Conor Pierce is the Vice President of Nokia in West Europe. He began working as a Managing Director and built an expertise worthy of his current position at the world-renowned mobile telecommunications company. Conor Pierce’s thoughts on the mobile industry are well respected and followed throughout the globe. Alongside telecommunications, Pierce specializes in leadership and consumer technology. Trend Hunter had the chance to get his thoughts on innovation and creativity.
3 Questions with Conor Pierce
1. How do you keep your work on the cutting edge?
Reinvention and variation is important in any career. The turnaround of Nokia in the last 12 months proves that there is already renewal, we just need to ensure that we are constantly applying fresh thinking. As I like to put it, I throw a spanner into the machine to make the necessary change that allows it to be rebuilt.
2. How do you reset yourself to become creative (do you have any rituals?)
No, I don’t have any rituals, however as mentioned above I like to break the mould and take myself out of my comfort zone so that I am positively uncomfortable. One instance that springs to mind is when I visited the renowned Forty Foot drop on the southern tip of Dublin Bay at Sandycove. My Marketing Director and I climbed to the top and jumped right in. Nothing like a plunge into the freezing cold Irish sea followed by a pint of Guinness to get the creative juices flowing.
3. What is an example of a time where you have thrown away an existing idea to force yourself to find something new?
Every year my wife challenges me to buy her the most original present for her birthday. Last year, I came up with some great ideas, but I wanted to really surprise her. The result was a peacock. She absolutely loved it and it now rules the roost at our new home in Windsor.
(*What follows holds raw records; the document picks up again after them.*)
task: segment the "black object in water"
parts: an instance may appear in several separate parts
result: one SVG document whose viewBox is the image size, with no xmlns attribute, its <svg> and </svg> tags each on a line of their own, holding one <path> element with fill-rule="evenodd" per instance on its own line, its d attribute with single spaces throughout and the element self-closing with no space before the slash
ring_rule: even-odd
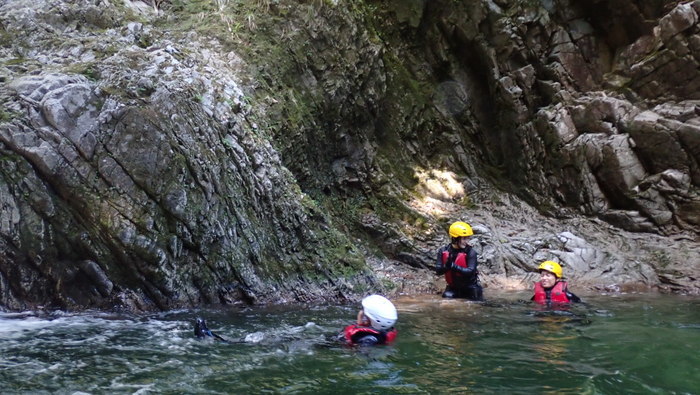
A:
<svg viewBox="0 0 700 395">
<path fill-rule="evenodd" d="M 212 332 L 207 327 L 207 321 L 203 318 L 197 318 L 194 322 L 194 335 L 199 339 L 204 339 L 205 337 L 212 337 L 216 340 L 222 341 L 224 343 L 230 343 L 228 340 Z"/>
</svg>

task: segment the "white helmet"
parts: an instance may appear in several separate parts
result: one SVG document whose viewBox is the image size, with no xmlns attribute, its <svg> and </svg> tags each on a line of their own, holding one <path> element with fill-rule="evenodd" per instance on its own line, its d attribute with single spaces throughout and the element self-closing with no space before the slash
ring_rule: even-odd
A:
<svg viewBox="0 0 700 395">
<path fill-rule="evenodd" d="M 362 310 L 372 323 L 372 328 L 378 331 L 391 329 L 398 318 L 394 304 L 381 295 L 370 295 L 362 299 Z"/>
</svg>

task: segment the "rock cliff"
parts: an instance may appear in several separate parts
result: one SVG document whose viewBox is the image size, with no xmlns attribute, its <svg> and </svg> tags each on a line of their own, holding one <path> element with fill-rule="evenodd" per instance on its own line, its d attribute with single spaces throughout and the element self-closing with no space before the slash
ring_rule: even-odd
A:
<svg viewBox="0 0 700 395">
<path fill-rule="evenodd" d="M 589 3 L 5 1 L 0 306 L 697 294 L 700 2 Z"/>
</svg>

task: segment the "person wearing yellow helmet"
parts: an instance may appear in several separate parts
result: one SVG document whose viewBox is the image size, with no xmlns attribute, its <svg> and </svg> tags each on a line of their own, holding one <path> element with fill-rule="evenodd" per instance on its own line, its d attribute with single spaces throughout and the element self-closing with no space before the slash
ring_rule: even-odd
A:
<svg viewBox="0 0 700 395">
<path fill-rule="evenodd" d="M 462 221 L 450 225 L 450 244 L 441 247 L 437 253 L 435 272 L 444 274 L 447 287 L 443 298 L 465 298 L 483 300 L 483 288 L 477 270 L 477 254 L 469 245 L 474 235 L 472 227 Z"/>
<path fill-rule="evenodd" d="M 562 280 L 564 271 L 557 262 L 544 261 L 537 267 L 540 281 L 535 283 L 535 294 L 532 300 L 539 304 L 578 303 L 581 299 L 569 292 L 568 284 Z"/>
</svg>

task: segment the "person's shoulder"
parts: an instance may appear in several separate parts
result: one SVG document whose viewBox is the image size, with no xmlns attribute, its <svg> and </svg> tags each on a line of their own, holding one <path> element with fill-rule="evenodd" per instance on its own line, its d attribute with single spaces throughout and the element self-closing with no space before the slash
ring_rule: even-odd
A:
<svg viewBox="0 0 700 395">
<path fill-rule="evenodd" d="M 569 290 L 569 283 L 566 280 L 561 280 L 559 282 L 562 283 L 562 290 L 564 291 L 564 293 L 566 293 L 566 296 L 569 298 L 569 300 L 571 300 L 574 303 L 581 302 L 581 298 L 579 298 L 578 296 L 576 296 L 576 294 Z"/>
</svg>

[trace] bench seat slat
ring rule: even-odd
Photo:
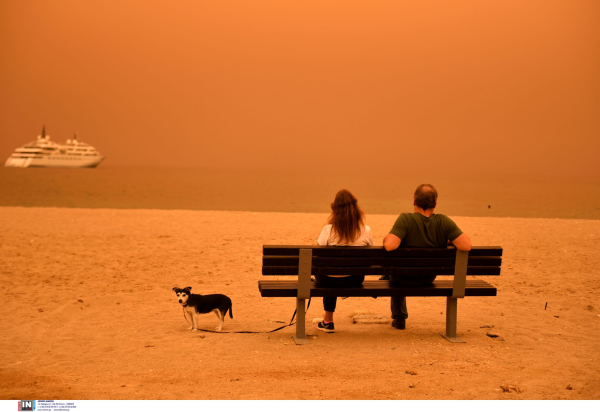
[[[439,257],[454,258],[456,249],[432,248],[399,248],[386,251],[381,246],[288,246],[288,245],[264,245],[264,256],[298,256],[300,249],[312,249],[313,257]],[[471,257],[502,256],[501,246],[473,246],[469,252]]]
[[[452,296],[453,281],[436,280],[431,286],[394,287],[385,280],[365,281],[356,288],[326,288],[311,282],[311,297],[323,296]],[[259,281],[262,297],[296,297],[298,282],[295,280]],[[468,280],[465,296],[496,296],[496,288],[483,280]]]
[[[263,256],[263,266],[298,266],[298,256]],[[313,257],[313,267],[454,267],[456,258]],[[500,266],[501,257],[469,257],[469,266]]]
[[[298,276],[298,266],[263,266],[264,276]],[[312,274],[320,275],[412,275],[412,276],[454,276],[454,267],[313,267]],[[468,276],[499,276],[500,267],[469,266]]]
On a more serious note though, over the last few months we have pioneered a new way of getting our staff connected to our customers through the retail channel. Operation Coalface has seen our staff in the UK adopt a store each (in some cases more than one) and make it their business to pop in and help the staff and customers on a one to one basis. What ivory towers there were at Nokia have now been pulled down; it has been hard, but now we are all committed to the same goals and success.